日銀の金融政策決定会合、大規模緩和を継続
―– 植田総裁)基調的な物価上昇率が2025年度にかけて、物価安定目標に向け徐々に高まっていくという見通しが実現する確度は引き続き少しずつ高まってきているとは思いますが、先行き賃金と物価の好循環が強まっていくか、なお見極めていく必要があると判断しています。 ―– 日銀は12月19日に開いた金融政策決定会合で、大規模緩和策の維持を決めた。総裁は会見でも2%の物価上昇目標の持続的な実現を慎重に見極める姿勢を強調した。 飯田)事前には「マイナス金利が解除されるのではないか」などと言われていましたが。 佐々木)新聞・テレビでは「早く解除せよ、金融正常化せよ」の大合唱なのですが、なぜそんなことを言うのか、逆に不思議なぐらいです。景気が悪ければ大規模緩和を持続させる必要があるし、景気がよくなってインフレが進行するのであれば、金利を上げるべきです。それは当然のバランスの話だと思います。しかし、まるで金融緩和、マイナス金利が続いていること自体がこの世の悪のようになっている。よくわからないですよね。

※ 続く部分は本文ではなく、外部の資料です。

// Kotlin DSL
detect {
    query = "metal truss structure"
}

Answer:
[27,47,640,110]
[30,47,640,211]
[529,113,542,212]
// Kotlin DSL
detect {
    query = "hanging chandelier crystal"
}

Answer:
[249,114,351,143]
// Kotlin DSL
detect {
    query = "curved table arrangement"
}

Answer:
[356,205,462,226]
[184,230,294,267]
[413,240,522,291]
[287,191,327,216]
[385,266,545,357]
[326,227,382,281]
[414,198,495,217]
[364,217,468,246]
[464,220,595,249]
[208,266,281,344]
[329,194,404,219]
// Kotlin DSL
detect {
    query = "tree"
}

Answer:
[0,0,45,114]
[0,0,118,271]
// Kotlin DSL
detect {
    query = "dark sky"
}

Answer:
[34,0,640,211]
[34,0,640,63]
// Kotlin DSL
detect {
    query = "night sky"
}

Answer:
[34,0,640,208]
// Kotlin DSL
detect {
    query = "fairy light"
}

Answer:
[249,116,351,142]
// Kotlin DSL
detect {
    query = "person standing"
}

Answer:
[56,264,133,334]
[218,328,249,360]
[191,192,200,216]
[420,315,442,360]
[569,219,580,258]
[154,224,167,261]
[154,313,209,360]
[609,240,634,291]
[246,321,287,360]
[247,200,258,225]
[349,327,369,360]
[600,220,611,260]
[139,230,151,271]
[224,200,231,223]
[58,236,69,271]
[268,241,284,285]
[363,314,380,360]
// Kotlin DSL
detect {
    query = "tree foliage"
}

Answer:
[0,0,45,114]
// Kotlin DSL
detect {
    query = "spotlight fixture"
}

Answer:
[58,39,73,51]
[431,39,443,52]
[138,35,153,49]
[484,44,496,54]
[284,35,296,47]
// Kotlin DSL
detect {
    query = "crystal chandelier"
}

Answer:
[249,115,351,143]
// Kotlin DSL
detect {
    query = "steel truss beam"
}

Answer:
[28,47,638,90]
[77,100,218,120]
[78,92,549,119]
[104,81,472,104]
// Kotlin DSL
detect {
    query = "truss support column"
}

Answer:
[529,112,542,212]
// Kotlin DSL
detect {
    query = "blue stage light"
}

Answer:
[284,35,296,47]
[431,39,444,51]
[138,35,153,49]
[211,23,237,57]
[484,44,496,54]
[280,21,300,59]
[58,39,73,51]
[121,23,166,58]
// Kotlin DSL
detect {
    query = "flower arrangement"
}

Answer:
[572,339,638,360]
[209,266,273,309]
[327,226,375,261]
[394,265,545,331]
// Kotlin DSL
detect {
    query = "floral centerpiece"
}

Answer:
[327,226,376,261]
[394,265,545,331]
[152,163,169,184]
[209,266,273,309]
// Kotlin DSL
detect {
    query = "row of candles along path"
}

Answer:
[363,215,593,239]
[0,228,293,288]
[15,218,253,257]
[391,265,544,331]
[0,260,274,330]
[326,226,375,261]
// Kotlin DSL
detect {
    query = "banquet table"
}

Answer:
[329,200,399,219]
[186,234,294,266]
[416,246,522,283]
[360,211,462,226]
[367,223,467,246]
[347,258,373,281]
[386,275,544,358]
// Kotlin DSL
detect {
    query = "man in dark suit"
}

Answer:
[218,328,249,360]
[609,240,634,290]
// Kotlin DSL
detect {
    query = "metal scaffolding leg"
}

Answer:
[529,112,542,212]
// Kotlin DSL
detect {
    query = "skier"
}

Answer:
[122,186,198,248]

「いま金融緩和を解除しても景気が冷え込むだけ」という判断
佐々木)植田総裁が言っていることは、とても真っ当だと思います。現状、物価(上昇率)が3%ぐらいまで上がっているのですが、まだまだ輸入物価の上昇によるコストプッシュインフレの状態です。「物価が上がって賃金も上がる」というプラスのスパイラルではないので、いま解除しても景気が冷え込むだけという判断です。それはそうだと思います。
2024年の春闘で賃金が上がり、「物価の上昇以上に賃金が上がる」という期待感
佐々木)今後の可能性としては、今年(2023年)の春闘で大企業を中心に賃金が大きく上がったではないですか。あの波がもう1回、来春の春闘でもくるのではないかという期待があります。 飯田)2024年の春闘で。 佐々木)いま、ようやく賃金が上がってきたけれど、それ以上のスピードで物価が上がっているので、実質賃金が下がり、生活が苦しいという実感が広がってしまっている。それをうまく反転させる必要があります。物価を下げて実質賃金を上げるのではなく、物価は上がっているけれど、それ以上に賃金が上がるという期待感で「実質賃金を上げていく」という流れにしないと、またデフレに戻ってしまうかも知れません。